For a country that has always professed and prophesied a future better than the present, Nigeria has looked alarmingly away.
Of course, in fulfillment of the biblical all righteousness, there have been legislative and judicial window dressing to protect Nigerian children, all done in an unmistakable recognition of the law as a force for good and security.
However, because the hyenas of child abuse in all their many reprehensible stripes still prowl the land, it must be admitted that there has been a fundamental failure in Nigeria to protect all children.
A sore example protrudes from the contempt with which some state legislatures have looked upon the salubrious but ultimately inadequate Child Rights Act.
Many state legislatures have failed to adopt and domesticate it for different reasons. But it is not lost on the discerning that given how powerful law can be, those who continue to snub the Act long passed by the National Assembly recognize the dangers domesticating it would pose for the many child abusers in their midst.
Nigeria has always been rocked by shocking stories of child sexual abuse. These stories as sensational as they are often float into the mass media, provoke all manner of lip service from Nigerians and authorities, but eventually die down, leaving the fate of the predators unknown and their victims scarred for life, awaiting the next victim.
Many gory reports have also emerged from many homes and families which should ordinarily be places of peace and respite for children.
The absence of brittle biological links has been latched upon to visit shocking atrocities on little children given over to families in trust.
And because the country continues to look away presumably consumed by other more pressing matters, the predators continue to parade the land, eating away the future.
In a country where foundations are few and foundering, the vulnerable take the most brutal hits. Children are always amongst any society‘s most vulnerable and the failure to protect them betrays not only gross national irresponsibility but a weakness that runs to the roots.

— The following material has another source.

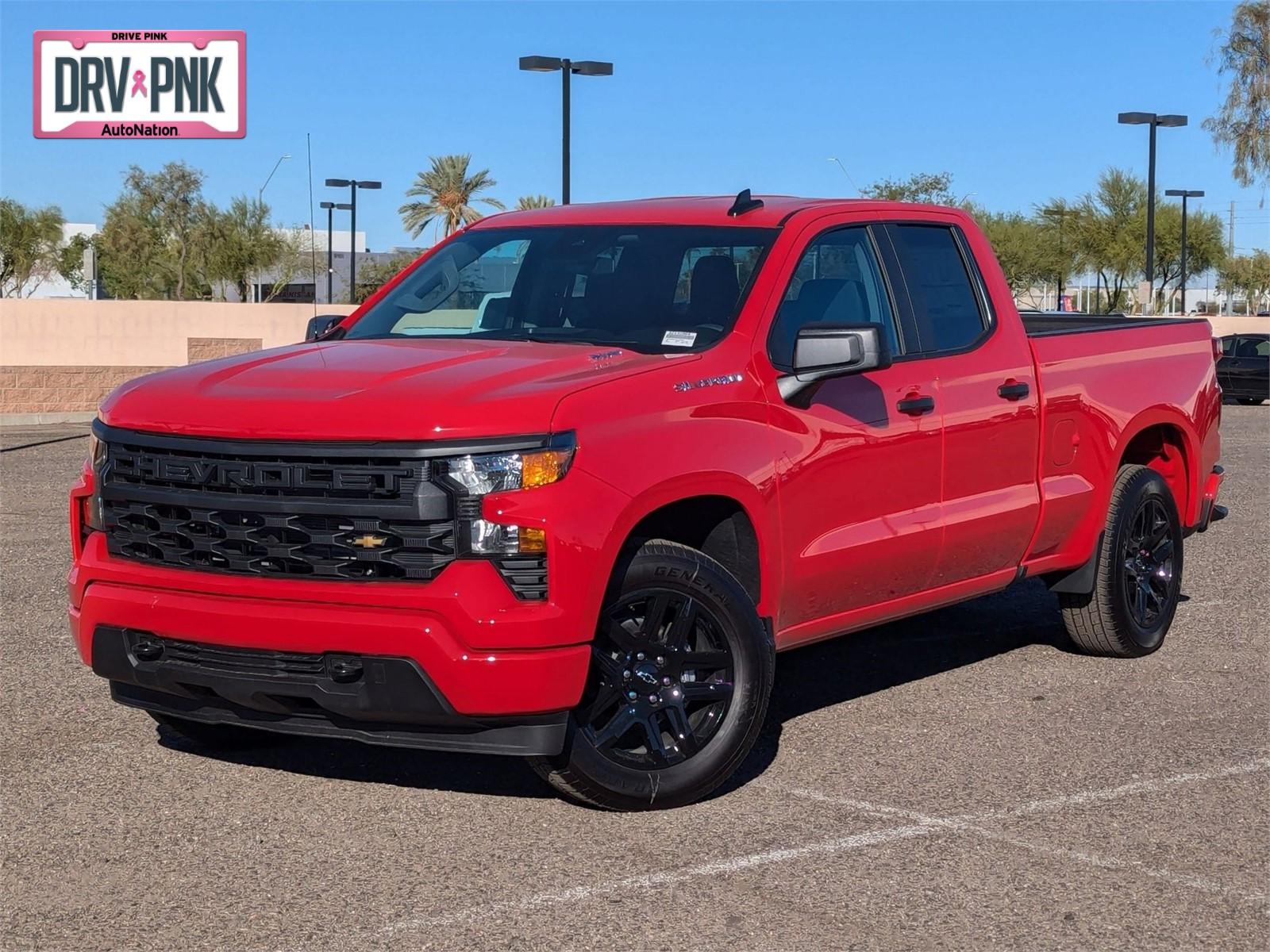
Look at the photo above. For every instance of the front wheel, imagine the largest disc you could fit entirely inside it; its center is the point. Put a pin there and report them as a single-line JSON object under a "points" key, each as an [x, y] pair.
{"points": [[1140, 571], [681, 674]]}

It should be eternally troubling that already, the education of our children, especially the poorest of them, rests on wobbly feet.
In many states of the country, education while effectively free is dished out in lack – lack of proper educational infrastructure. The result is that children are not only not properly educated, they are in many instances mis-educated.
The result is a future that is in grave peril. Already, the country is beginning to reckon with its dereliction of yesterday. The children who were not taught good values yesterday have become the adults of today and its monsters.
Unless forceful measures are taken today, tomorrow, the present will return to prey on the future.
Obiezu wrote in from Abuja, Nigeria.